2006年11月13日月曜日

杜子春

 なんだか自分で自分を見失っているなと思うところがあったので、『杜子春』をちょっと読んでみたいと思ったのです。『杜子春』は芥川龍之介の短編で、『蜘蛛の糸』に並んでよく知られている話です。この話を有名にしているのは、国語の教科書なんかに収録されていることが多かったからなのではないかと思うのですが、唐の洛陽を舞台に、青年杜子春の身に起こった不可思議なできごとを追体験することで、人間の生の空しさに思い至り、そして空しい人生において大切なことというのは一体なんなんだろうかということを立ち止まって考えるきっかけになるのではないかと思います。

正直なところをいいますと、少年時代、思春期、青年期、そして今と、何度となく私はこの話を読んできて、年を取るごとにその感慨は深まっているとそんな風に感じるのです。子供の頃は子供の頃で、杜子春の冒険にも似た人生の紆余曲折にわくわくしたりはらはらしたりしたし、思春期青年期には、人生の空しさを悟った杜子春の荒野の試練にも似た苦境にて見せる精神性の高さに崇高さを感じ、しかしどのような精神の強さがあったとしても克服できない人の情の深さに感じるところがあり、でも今読めば、そういう理屈やなにかでない、悲しみのようないとおしさのような気持ちが湧き上がってきて、胸を突かれるような思いに締めつけられます。

感想が読むたびごとに印象を違えるのは当然ではありますが、私にとって『杜子春』がより深みを増していくように感じられるのは、おそらくは私と私のまわりの人たちの関係が変化している、そのためであると思います。昔は、父も母も若く元気でありましたが、年月を経て老い、私自身もいつまでも若いわけでなく、また、物語冒頭の杜子春ほどではないですが、貧しさ、暮らしにくさを感じることもないではない、そういう微妙な立場に立たされて、けれど私は割合この位置を楽観的に受け入れています。金が欲しいわけでなく、地位が欲しいわけでもなく、けどそれでもどこかに欲はよどんで残っていて、その欲はよく見てみれば屈折した名誉欲、承認への欲求であると、そんなようなのです。

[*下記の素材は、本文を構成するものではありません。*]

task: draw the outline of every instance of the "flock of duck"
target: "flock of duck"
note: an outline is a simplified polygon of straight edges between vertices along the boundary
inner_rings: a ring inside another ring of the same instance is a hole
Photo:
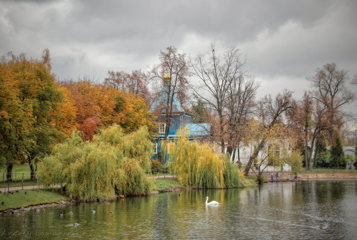
[[[178,196],[181,196],[181,194],[178,194]],[[207,205],[217,205],[217,204],[221,204],[221,203],[218,203],[218,202],[217,202],[217,201],[212,201],[210,202],[210,203],[207,203],[207,201],[208,201],[208,196],[206,196],[206,198],[205,198],[205,199],[206,199],[206,203],[206,203],[206,204]],[[106,203],[105,203],[105,204],[110,204],[109,203],[106,203]],[[43,212],[44,212],[44,211],[45,211],[45,210],[44,209],[42,209],[42,211]],[[40,209],[39,209],[38,208],[35,208],[35,212],[40,211]],[[95,209],[93,209],[93,210],[92,210],[91,211],[91,212],[92,213],[95,213]],[[113,211],[109,211],[109,210],[108,210],[108,211],[107,211],[107,212],[108,213],[113,213]],[[72,212],[72,211],[70,211],[69,213],[68,213],[68,214],[69,215],[72,215],[73,214],[73,213]],[[20,214],[19,213],[16,213],[16,215],[19,215],[19,216],[24,216],[24,215],[23,214]],[[62,212],[61,212],[61,213],[60,213],[59,214],[59,215],[60,217],[62,216],[63,216],[63,213]],[[156,220],[160,220],[160,218],[159,218],[159,217],[157,217],[156,219]],[[26,220],[26,218],[25,218],[25,219],[24,219],[24,221],[24,221],[24,223],[26,223],[26,222],[27,221],[27,220]],[[72,225],[73,225],[74,226],[79,226],[79,225],[80,225],[79,224],[79,221],[77,221],[77,223],[74,223]]]
[[[109,203],[105,203],[105,204],[110,204]],[[45,211],[45,209],[42,209],[42,211],[44,212]],[[40,211],[40,209],[39,209],[38,208],[35,208],[35,212]],[[93,210],[92,210],[91,211],[91,212],[92,213],[95,213],[95,209],[94,209]],[[109,211],[109,210],[108,210],[108,211],[107,211],[107,212],[108,213],[113,213],[113,211]],[[68,214],[69,215],[72,215],[73,214],[73,213],[72,212],[72,211],[71,211],[70,212],[68,213]],[[16,215],[17,215],[18,216],[23,216],[24,215],[24,214],[20,214],[19,213],[17,213],[16,214]],[[60,217],[61,217],[61,216],[63,216],[63,212],[61,212],[61,213],[60,213],[59,214],[59,215]],[[26,220],[26,218],[25,218],[25,219],[24,219],[23,221],[24,221],[24,223],[26,223],[26,222],[27,221],[27,220]],[[73,224],[71,224],[71,225],[73,225],[74,226],[79,226],[80,224],[79,224],[79,221],[78,221],[76,223],[74,223]]]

でも、そんな自分の身の丈にあわない虚像を求めてどうしようというんでしょう、私は。そんなことよりも、私はもっと身近にあるものを、人を、ことを大切に考えなければならないのではないかと反省して、だからこういうときに『杜子春』を読みたくなります。何度目かはわかりませんが、こうして『杜子春』を読んで、私は大切なものを取り戻すことができたのか。今はまだわかりません。すぐにぶれて、簡単に揺れる、そういう薄弱であるのが私です。けれど薄弱ながらも、変わらぬ大切なものへの視線は持ち続けたいとそのように思っています。